Law, ﬁnance, and the ﬁrst corporations
The English East India Company (EIC) and the Dutch East India Company (VOC) were incorporated by state charters two years apart, in 1600 and 1602 respectively. They were involved in similar business activities, oceanic trade in high value goods between Europe and Asia, via the Cape Route. They were both organized as joint stock corporations, with huge capital and hundreds of shareholders. In fact they were by an order of magnitude the largest business corporations of their era. The formation of the companies was situated in a crucial junction in the history of business organizations and stock markets. Yet, while the formation of the VOC led to the appearance of a secondary market in shares in the Dutch Republic, in England a share market emerged only a century after the organization of the EIC. The present chapter focuses on a main organizational challenge faced by the
two companies, the facilitation of long-term impersonal cooperation between active entrepreneurs and passive investors. It will study the manners by which legal and political environmental factors were translated into the detailed ﬁnancial and governance structure of each of the two companies. It will explain the distinct English and Dutch paths to the creation of share markets through these environmental and organizational diﬀerences. My approach and case study will be encountered with three inﬂuential,
theoretically oriented approaches to the relationship between law and institutions and the development of the stock market. The approaches are those of Schleifer and his collaborators (hereafter LLSV) that emphasize the eﬀect of legal origins on investor protection, of North and Weingast that view the ability of the state to convey credible commitments as a key to the development of stock markets, and of Rajan and Zingales that focus on market infrastructure and on the power of social and interest groups.
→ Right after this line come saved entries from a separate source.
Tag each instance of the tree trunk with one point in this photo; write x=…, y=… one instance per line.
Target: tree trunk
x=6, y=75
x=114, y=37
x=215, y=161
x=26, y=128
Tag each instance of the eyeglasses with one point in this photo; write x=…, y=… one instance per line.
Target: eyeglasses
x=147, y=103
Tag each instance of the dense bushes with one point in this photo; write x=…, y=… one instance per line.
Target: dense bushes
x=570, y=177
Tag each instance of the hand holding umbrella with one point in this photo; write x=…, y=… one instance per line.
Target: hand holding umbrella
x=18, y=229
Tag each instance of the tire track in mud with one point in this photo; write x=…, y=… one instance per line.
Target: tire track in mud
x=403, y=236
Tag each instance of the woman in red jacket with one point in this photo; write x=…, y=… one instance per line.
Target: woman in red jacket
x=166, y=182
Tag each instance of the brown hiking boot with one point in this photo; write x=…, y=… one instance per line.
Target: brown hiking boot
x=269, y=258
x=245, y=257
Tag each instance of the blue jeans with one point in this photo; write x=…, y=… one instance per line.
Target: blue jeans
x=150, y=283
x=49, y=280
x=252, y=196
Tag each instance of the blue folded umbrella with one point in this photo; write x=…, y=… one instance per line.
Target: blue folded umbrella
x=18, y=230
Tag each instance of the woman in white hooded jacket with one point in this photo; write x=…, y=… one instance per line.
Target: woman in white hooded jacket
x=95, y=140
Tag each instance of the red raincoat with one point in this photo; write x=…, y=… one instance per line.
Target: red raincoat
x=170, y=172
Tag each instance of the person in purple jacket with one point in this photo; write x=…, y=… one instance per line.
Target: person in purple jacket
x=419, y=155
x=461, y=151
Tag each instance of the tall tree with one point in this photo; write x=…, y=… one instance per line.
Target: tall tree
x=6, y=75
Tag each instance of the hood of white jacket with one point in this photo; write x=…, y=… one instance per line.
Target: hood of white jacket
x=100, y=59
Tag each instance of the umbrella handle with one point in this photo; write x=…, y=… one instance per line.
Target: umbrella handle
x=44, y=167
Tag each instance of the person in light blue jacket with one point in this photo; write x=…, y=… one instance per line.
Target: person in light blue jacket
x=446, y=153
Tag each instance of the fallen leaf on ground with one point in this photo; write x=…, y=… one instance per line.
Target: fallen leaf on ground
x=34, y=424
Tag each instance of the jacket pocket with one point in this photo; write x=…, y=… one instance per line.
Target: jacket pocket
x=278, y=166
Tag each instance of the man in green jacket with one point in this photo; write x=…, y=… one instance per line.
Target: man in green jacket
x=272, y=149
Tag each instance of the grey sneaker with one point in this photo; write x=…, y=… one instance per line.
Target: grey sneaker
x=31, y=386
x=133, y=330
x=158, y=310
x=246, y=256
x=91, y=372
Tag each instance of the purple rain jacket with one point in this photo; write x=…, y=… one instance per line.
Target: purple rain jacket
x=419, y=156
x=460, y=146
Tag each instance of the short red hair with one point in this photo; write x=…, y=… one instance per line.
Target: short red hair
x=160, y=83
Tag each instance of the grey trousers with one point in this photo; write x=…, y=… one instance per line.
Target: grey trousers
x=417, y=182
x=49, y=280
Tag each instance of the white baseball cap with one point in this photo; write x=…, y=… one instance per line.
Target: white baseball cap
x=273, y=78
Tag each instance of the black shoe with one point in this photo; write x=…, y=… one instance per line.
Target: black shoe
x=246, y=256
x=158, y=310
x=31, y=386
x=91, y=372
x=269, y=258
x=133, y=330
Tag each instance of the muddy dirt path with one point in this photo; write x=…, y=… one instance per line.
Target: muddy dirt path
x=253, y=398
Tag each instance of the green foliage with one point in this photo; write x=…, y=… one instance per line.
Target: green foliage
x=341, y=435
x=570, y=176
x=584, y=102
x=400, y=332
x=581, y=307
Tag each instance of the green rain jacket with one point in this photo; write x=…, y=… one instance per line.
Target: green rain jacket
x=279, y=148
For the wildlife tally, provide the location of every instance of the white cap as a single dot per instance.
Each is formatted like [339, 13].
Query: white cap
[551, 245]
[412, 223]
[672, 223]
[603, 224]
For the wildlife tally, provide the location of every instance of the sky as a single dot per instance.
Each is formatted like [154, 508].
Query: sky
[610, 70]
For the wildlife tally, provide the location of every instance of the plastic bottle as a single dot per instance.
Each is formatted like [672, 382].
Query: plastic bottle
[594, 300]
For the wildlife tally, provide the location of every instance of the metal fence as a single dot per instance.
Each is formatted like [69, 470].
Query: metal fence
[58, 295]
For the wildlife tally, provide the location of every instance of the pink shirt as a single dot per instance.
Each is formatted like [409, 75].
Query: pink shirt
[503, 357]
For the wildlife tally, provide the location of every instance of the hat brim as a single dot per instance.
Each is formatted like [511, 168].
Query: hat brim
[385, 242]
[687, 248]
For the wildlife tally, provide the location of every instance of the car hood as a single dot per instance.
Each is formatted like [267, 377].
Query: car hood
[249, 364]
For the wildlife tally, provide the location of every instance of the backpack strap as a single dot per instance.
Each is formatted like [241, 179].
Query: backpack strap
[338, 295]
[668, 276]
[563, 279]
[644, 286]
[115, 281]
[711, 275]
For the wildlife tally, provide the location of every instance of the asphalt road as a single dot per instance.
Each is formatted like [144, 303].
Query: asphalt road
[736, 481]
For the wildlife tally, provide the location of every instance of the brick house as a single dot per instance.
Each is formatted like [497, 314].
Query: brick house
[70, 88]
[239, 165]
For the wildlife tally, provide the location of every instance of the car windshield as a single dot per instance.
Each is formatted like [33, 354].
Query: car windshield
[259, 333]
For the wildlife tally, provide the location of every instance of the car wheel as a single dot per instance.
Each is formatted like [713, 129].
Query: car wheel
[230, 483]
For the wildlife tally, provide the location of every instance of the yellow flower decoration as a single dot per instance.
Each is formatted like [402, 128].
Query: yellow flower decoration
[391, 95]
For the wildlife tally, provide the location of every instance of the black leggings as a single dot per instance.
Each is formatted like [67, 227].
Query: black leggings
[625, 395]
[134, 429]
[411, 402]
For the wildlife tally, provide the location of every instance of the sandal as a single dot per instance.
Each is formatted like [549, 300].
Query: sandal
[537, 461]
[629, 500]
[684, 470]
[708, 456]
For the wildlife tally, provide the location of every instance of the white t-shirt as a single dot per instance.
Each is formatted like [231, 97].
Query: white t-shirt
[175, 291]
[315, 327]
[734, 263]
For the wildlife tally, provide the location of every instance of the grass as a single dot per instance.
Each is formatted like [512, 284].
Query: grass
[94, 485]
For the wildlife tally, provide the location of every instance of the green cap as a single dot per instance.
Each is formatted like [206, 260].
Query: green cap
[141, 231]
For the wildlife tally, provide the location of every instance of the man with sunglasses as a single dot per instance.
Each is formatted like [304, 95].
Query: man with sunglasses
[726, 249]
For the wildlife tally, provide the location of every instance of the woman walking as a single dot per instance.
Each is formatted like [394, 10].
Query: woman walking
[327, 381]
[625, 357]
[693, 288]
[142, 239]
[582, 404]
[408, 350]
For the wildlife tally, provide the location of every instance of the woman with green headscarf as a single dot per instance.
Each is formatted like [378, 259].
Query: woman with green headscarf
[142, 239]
The purpose of this encounter is twofold; ﬁrst, to enrich our understanding of the reasons for the historical divergence between the two countries; and second, to analyze these leading theories in light of the empirical ﬁndings of our pivotal case study. The chapter will ﬁrst communicate with the three above mentioned
approaches in order to extract from them direct arguments and implicit
predictions with respect to the historical case that I am studying. It will next survey the development of government-bond markets in the Netherlands and England. It will then analyze the raising of capital by the EIC and VOC in the primary market, after that explain the emergence of a secondary market in company shares in the Dutch Republic and the absence of such a market in England for another century, and ﬁnally conclude from the history, theory and policy viewpoints.